For parameters that represent proportions a logit transform is useful. If \(0 \le \alpha \le 1\), we can instead fit the unconstrained parameter \(\theta = \log (\alpha/(1-\alpha)\). This should look familiar, it is the transformation that maps the mean in logistic regression to the linear predictor.

Expected Value Parameterization

This technique is helpful to find starting values for parameters and has a positive side-effect in reducing a curvature component of the nonlinear model. A model has two curvatures, called the intrinsic and the parameter-effects curvatures. Intrinsic curvature measures how much the model bends if the parameters are changed when the inputs are held fixed. (This is not the same as measuring how much the mean function changes with a change in the inputs.)

Parameterization does not affect the intrinsic curvature, but it affects the second component, the parameter-effects curvature.

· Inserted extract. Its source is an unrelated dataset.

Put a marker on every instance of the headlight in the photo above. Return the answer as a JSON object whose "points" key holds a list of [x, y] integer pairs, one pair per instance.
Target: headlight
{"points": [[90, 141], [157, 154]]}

This component measures the quality of the linear approximation in a neighborhood of the parameter values.

Models with large curvature have undesirable statistical properties, they converge more slowly, the parameter estimates are biased with unreliable standard errors and the asymptotic inference assuming that the estimates are Gaussian distributed is questionable.

The expected value parameterization introduced by Ratkowsky (1983, 1990) reduces the parameter-effects curvature which he argues is the greater of the two curvature components.

Suppose the model has a single input variable, \(x\). By visual inspection based on the scatterplot of \(Y\) versus \(x\) you can obtain a guesstimate of \(\text{E}[Y|x^*]\) for a particular value \(x^*\) of the input. Call this estimate \(\mu^*\) and set it equal to \(f(x^*,\boldsymbol{\theta})\). You can now replace one of the parameters with \(\mu^*\) for which you already have a starting value. An example from Schabenberger and Pierce (2001, 209) will make this approach more tangible.

Example: Michaelis-Menten Model

The Michaelis-Menten model is popular in biochemical applications to describe chemical reactions in enzyme systems: \[ \text{E}[Y|x] = \frac{Vx}{x+K} \tag{9.2}\]

\(Y\) is the velocity of the chemical reaction, \(x\) is the substrate concentration. The parameters \(V\) and \(K\) measure the theoretical maximum velocity (\(V\)) and the substrate concentration at with velocity \(V/2\) is attained (\(K\)).

Choose any concentration \(x^*\) and estimate the velocity \(\mu^*\) from a scatterplot of the data. Under the Michaelis-Menten model we now have

\[ \mu^* = \frac{Vx^*}{x^*+K} \]

Solve for \(V\), the parameter most difficult to specify: \[ V = \mu^* \, \frac{x^*+K}{x^*} \] You can now substitute this expression for \(V\) in Equation 9.2, leading to the reparameterized model \[ \text{E}[Y|x] = \mu^* \frac{x+xK/x^*}{x^*+xK/x^*} \]

Instead of the parameters \(\boldsymbol{\theta}= [V,K]\) you are now estimating \(\boldsymbol{\theta}^* = [\mu^*,K]\). This model has the same intrinsic curvature as Equation 9.2 but has lower parameter-effects curvature and the starting value for \(\mu^*\) is easily found by graphical inspection.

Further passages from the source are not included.